Lily Cheng, who lost to Filion in the 2018 election and is hoping to win this time, sees city council’s Cummer decision as part of a bigger problem.

“We’ve become a very disconnected and disengaged community,” she says. “So people don’t know what’s happening. They’re just trying to survive. And in their heart of hearts, they hope that the government has their best interest, but they’re not sure that really is happening,”

The founder of the popular North York Moms Facebook group says 59 “complex” people in one place is too many. She cites fears from seniors about living next to people who might have mental illness or addiction issues. She says 10 residents might be OK, but only if the TCHC seniors agree.

Cheng points to warnings by former mayor John Sewell against housing too many very low-income people together, and suggests Cummer could see significant crime like that she believes is linked to a supportive housing site on Macey Avenue in Scarborough.

“You have a person with a gun, person with knives, assaults, robbery -- these are intense things,” she says. As evidence she shows screenshots forwarded by a resident who says they are logs of police calls to the vicinity.

Kegan Harris, housing development director for the charitable organization that operates the building on Macey, rejects Cheng’s assertion that an unusual number of violent crime calls are linked to the residents exiting homelessness.

“We don’t believe any unusual occurrences or issues have occurred recently that would trigger a frequent police presence,” Harris said in an email. “We also don’t think their presence is higher than the other buildings in the community.”

Most calls or police presence are “due to 911 EMS emergency calls. The staff has built the resources and knowledge to de-escalate situations. Calling 911 for non-medical emergencies continues to be the last option,” Harris wrote.

Abi Bond, executive director of the city’s housing secretariat, told the Star, residents of modular supportive homes do not pose a greater risk to community safety than other community members.

“We do not anticipate any increased community safety issues in the neighbourhood as a result of the new residents who will live at 175 Cummer Ave. or other modular housing projects,” Bond said.

Daniel Lee, also hoping to succeed John Filion as councillor in Ward 18 Willowdale, says if elected he will try to get the Cummer project moved to another site."We should listen to the neighbourhood," he says.

Daniel Lee, a pharmacist and former federal Conservative candidate whose candidacy is endorsed by Ward 6 Coun. James Pasternak, is promising, if elected, to try to get the project moved to another site.

“We should listen to the neighbourhood, who is going to be impacted, especially the seniors,” near 175 Cummer, Lee says, arguing the city has not been forthcoming with its list of rejected sites that he wants to examine.

Elham Shahban, also registered as a candidate in Willowdale, did not answer the Star’s inquiries.

It seems unlikely any new Willowdale councillor could, on their own, halt the project. Council has approved it and Mayor John Tory, who is seeking re-election and has endorsed Fehr O’Brien’s candidacy, is forcefully arguing for the need for such projects across Toronto, including Willowdale.

In either Cheng or Fehr O’Brien, Tory would gain an ally in his support for council legalizing and regulating rooming houses citywide.
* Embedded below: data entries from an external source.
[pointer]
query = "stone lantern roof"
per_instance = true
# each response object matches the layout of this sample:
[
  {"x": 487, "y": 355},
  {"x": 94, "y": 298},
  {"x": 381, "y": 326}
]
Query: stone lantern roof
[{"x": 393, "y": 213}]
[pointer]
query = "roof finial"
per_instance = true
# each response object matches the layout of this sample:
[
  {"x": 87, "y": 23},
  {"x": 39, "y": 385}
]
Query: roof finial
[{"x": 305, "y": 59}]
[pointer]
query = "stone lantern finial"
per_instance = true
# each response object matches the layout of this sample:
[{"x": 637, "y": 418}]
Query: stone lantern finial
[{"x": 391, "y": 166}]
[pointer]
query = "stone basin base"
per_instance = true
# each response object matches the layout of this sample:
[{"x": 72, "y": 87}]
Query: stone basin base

The proposal was punted to next term amid opposition from councillors including Filion.

Lee’s campaign did not respond to a request for his position on that issue.

They all say they would try to improve city services that haven’t kept up with the dizzying condo development likely only to increase as the Ontario government prioritizes housing construction around transit corridors.

Accommodating growth could be tougher next council term under a new provincial system that could cut developer payments by 40 per cent, according to the city.

It’s unclear what’s hitting the right note with residents in a civic vote that seems like a referendum on housing. But it is clear that, after a bruising pandemic, some people are not engaged in politics while others are fed up with it.

“What makes you angry?” Cheng, out canvassing, asks a senior citizen. The tiny woman, without missing a beat, replies: “Everything!”